Majdalani a souligné que les femmes ont le droit de vivre pleinement leur enfance et d'utiliser leur jeunesse pour parvenir à une maturité physique et psychologique.

«Les femmes ne sont pas prêtes ni capables de fonder une famille quand elles sont très jeunes», a-t-il déclaré, ajoutant que les deux sexes avaient besoin d'espace.

Jusqu'à présent, l'âge minimum du mariage en Cisjordanie était de 15 ans pour les femmes et de 16 ans pour les hommes, alors qu'il était de 17 ans pour les femmes et de 18 ans pour la bande de Gaza. Les juges avaient le pouvoir d'en décider autrement dans certains cas, par exemple si la fille était mûre et son père approuvant le mariage

Les femmes palestiniennes, parlant à The Media Line , ont exprimé leur espoir et leur joie face à la nouvelle loi, même si certaines sont restées critiques à certains égards. 

«À 18 ans, les filles sont encore très jeunes pour se marier, à mon avis», a déclaré Cathren, 27 ans, bien qu'elle ait ajouté que c'était toujours beaucoup mieux que l'âge minimum précédent.

"Je pense que l'âge est correct tant qu'une autre clause est stipulée que les femmes doivent donner leur plein consentement au mariage", a-t-elle déclaré.

Rola, 52 ans, a déclaré à The Media Line qu'à 18 ans, les femmes n'étaient pas assez matures pour se marier. En outre, le moment est venu pour eux d'apprendre de la vie par l'expérience.

"Je préfère que les deux sexes attendent de se marier au moins jusqu'à ce qu'ils soient diplômés de l'université", a-t-elle déclaré. "Ils doivent définir leurs priorités et déterminer qui ils sont avant de prendre une telle décision pour la vie."

Hanadi, 56 ans, estime que relever l'âge minimum est dans l'intérêt des femmes, tant sur le plan de la santé que sur le plan social.

«De nos jours, les filles sont différentes de ce que nous étions dans le passé.Elles ne sont pas prêtes biologiquement pour le mariage », a-t-elle expliqué. «Je me suis mariée à 17 ans, mais les temps étaient différents. J'étais prêet à être à la fois épouse, mère et étudiante. Cependant, toutes les femmes aujourd'hui n'ont pas la capacité de le faire ».

Pourtant, Hanadi estime que 18 ans n'est pas trop jeune.

“C'est approprié. L'âge [minimum] du mariage ne devrait pas être élevé plus que cela afin d'éviter la rébellion », a-t-elle déclaré, expliquant que la jeune génération actuelle est très mondaine grâce à Internet.

Selon le Bureau central des statistiques de la Palestine, 67% des femmes divorcées dans les territoires palestiniens en 2018 étaient âgées de 18 à 29 ans, contre 55% des hommes.

Dina Azouni, une jeune militante palestinienne, estime que la nouvelle loi constitue un progrès considérable, même si l'objectif principal devrait être de déterminer s'il existe ou non un consentement authentique de la part de la femme.
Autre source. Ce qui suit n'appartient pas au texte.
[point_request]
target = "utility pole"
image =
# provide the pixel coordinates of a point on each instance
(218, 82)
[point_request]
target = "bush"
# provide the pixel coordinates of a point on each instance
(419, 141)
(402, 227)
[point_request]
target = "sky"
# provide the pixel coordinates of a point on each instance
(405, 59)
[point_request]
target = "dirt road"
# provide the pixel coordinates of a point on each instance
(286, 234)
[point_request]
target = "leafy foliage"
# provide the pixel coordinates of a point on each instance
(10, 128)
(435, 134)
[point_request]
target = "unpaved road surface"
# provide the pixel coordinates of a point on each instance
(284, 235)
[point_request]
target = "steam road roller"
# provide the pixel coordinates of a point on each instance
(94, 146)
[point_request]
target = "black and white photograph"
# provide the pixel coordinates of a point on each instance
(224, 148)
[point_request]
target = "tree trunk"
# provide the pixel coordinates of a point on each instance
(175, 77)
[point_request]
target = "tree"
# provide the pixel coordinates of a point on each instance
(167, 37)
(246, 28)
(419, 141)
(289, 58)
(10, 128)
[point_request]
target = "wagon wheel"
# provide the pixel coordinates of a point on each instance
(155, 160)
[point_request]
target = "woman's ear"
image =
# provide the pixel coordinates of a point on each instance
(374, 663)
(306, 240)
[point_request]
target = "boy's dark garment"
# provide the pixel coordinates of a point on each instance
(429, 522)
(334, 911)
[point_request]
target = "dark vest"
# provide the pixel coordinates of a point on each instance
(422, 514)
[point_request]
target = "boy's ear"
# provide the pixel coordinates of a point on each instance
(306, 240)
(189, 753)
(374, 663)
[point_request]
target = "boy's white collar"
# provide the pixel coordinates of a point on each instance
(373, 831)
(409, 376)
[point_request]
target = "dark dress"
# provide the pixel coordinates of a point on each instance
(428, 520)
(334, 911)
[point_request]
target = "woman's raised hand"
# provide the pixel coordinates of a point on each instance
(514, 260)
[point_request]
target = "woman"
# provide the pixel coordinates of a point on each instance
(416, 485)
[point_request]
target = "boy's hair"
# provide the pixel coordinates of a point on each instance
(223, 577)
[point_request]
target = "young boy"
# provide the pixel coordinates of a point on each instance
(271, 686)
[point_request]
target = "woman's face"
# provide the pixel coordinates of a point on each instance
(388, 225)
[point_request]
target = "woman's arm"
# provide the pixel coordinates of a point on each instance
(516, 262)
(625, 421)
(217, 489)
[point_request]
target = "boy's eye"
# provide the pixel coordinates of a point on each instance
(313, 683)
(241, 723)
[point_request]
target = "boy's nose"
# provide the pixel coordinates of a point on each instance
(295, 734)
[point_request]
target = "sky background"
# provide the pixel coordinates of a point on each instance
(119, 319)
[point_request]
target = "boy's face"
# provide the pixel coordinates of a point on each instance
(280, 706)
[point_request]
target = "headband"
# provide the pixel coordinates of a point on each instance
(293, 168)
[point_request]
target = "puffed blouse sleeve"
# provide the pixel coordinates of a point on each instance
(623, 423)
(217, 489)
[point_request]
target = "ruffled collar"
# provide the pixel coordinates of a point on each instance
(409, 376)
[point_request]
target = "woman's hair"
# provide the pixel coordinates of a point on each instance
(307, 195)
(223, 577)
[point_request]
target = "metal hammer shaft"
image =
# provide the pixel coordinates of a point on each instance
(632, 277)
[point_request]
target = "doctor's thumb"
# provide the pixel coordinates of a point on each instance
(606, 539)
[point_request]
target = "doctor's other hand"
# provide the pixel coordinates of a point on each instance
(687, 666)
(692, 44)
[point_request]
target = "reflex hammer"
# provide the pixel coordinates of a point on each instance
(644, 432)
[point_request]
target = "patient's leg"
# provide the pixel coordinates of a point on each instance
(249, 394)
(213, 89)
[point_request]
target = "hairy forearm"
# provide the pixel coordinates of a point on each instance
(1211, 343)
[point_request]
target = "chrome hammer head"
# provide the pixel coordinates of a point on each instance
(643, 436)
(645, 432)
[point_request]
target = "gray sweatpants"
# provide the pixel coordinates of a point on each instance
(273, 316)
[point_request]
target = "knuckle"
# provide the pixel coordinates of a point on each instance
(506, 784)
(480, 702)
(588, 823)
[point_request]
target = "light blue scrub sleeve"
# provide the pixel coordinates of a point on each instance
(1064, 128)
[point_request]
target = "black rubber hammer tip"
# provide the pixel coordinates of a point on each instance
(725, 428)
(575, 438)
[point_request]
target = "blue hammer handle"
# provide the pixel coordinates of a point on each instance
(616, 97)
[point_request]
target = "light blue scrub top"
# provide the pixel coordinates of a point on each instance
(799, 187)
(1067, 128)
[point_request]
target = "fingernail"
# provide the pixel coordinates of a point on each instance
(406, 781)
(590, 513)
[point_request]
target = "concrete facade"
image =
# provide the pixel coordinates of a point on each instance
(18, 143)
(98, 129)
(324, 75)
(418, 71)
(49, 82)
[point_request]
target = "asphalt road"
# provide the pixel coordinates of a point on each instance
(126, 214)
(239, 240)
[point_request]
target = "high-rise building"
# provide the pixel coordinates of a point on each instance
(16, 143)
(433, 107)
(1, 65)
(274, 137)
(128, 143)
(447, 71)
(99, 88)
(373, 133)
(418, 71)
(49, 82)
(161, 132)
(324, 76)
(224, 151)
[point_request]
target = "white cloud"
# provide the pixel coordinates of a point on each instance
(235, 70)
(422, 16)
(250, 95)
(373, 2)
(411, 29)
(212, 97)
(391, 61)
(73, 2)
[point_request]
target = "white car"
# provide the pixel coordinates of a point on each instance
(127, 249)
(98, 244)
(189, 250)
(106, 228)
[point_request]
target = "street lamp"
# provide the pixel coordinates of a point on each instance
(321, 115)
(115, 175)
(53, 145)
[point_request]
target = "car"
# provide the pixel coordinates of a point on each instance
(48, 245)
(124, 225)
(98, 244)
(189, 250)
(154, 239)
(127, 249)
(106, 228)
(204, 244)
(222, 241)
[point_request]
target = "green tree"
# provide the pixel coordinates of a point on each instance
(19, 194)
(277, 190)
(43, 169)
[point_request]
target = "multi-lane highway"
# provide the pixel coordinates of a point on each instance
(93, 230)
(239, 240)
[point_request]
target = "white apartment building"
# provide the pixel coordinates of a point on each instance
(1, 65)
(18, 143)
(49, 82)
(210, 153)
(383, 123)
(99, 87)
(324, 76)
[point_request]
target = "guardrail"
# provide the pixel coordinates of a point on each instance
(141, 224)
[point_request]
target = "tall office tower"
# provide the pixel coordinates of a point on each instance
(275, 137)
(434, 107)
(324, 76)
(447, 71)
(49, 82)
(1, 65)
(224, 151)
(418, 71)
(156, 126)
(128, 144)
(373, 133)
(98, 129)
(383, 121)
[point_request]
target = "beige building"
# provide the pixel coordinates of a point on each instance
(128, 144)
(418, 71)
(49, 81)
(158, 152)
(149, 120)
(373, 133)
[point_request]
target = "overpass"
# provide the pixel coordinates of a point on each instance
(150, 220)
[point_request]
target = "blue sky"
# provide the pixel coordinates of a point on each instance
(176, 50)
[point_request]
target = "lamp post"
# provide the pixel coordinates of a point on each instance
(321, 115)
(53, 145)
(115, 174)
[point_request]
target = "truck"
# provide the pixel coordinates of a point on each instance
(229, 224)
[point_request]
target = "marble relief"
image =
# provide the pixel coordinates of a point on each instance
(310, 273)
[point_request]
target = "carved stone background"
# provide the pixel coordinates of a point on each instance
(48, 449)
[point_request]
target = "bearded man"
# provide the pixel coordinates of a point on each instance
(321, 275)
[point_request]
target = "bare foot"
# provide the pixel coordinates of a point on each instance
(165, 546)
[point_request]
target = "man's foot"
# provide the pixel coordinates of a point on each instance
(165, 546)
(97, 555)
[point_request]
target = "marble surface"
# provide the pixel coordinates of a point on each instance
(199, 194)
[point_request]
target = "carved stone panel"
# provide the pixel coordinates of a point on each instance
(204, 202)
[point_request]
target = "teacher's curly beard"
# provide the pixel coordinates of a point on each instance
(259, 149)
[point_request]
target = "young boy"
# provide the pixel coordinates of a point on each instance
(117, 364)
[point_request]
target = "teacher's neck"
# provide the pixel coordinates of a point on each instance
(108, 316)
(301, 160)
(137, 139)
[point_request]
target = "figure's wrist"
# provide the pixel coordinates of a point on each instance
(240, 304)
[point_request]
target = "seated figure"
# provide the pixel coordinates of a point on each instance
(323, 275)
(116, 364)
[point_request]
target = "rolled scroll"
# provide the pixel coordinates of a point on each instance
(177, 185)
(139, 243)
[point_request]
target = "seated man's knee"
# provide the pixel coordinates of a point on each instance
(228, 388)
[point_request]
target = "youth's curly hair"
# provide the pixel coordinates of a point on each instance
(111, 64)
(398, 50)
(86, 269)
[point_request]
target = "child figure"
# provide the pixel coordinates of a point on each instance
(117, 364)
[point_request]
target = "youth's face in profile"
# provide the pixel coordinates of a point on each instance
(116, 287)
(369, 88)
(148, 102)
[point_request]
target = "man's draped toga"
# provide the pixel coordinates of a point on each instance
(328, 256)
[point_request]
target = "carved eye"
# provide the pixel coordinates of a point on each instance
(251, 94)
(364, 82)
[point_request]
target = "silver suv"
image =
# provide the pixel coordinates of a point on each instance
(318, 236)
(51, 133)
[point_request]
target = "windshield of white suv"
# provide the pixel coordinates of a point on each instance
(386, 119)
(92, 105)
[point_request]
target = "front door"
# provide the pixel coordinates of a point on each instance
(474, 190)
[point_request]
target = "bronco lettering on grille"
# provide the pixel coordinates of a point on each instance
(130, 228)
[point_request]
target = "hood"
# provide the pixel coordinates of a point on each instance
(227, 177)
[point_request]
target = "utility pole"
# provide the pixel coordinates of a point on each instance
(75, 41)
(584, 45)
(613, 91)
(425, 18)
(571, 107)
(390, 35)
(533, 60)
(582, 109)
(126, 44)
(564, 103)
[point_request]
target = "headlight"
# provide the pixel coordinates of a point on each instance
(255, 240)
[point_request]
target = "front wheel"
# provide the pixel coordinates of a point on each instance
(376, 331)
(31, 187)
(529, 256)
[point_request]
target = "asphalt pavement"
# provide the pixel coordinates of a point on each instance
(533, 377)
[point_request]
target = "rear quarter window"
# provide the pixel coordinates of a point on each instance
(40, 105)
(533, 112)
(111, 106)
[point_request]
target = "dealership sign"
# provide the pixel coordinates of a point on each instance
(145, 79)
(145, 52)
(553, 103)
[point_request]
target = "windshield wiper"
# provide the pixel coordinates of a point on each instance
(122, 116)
"Les cas dangereux sont ceux où les femmes sont obligées de se marier parce que leur famille veut de l'argent", a déclaré Azouni à The Media Line. "Fixer l'âge légal à 18 ans est un pas en avant, mais cela n'élimine pas le problème des mariages forcés dans notre pays."

Chaque semaine, des milliers de femmes et de filles palestiniennes se rassemblent en Cisjordanie et ailleurs pour demander la fin des violences physiques, psychologiques, sexuelles et économiques contre les femmes et pour rechercher une loi sur la protection de la famille.

À la suite de ces manifestations, le ministère des Affaires féminines de l'Autorité palestinienne a déclaré que le gouvernement adopterait une loi sur la protection de la famille d'ici la fin de l'année.

En ce qui concerne la nouvelle loi sur l’âge du consentement, une femme pense qu’elle est arrivée 25 ans trop tard.

"Cela aurait dû être l'une des premières lois adoptées par l'Autorité palestinienne", a déclaré à The Media Line Nahed Abu Tomeh, un activiste de Cisjordanie .

"Le gouvernement palestinien [à l'époque] n'avait pas de réelle volonté politique de prendre cette décision car il voulait éviter les confrontations avec ceux qui s'opposaient à la détermination d'un âge pour le mariage", a-t-elle affirmé.

Abou Tomeh a ajouté que l'Autorité palestinienne n'avait plus d'autre choix en la matière, soulignant qu'elle avait signé le Protocole CEDAW (Convention sur l'élimination de toutes les formes de discrimination à l'égard des femmes) en 2014. Le protocole, adopté par l'Assemblée générale des Nations Unies en 1979 , appelle les pays à éliminer toutes les formes de discrimination à l'égard des femmes.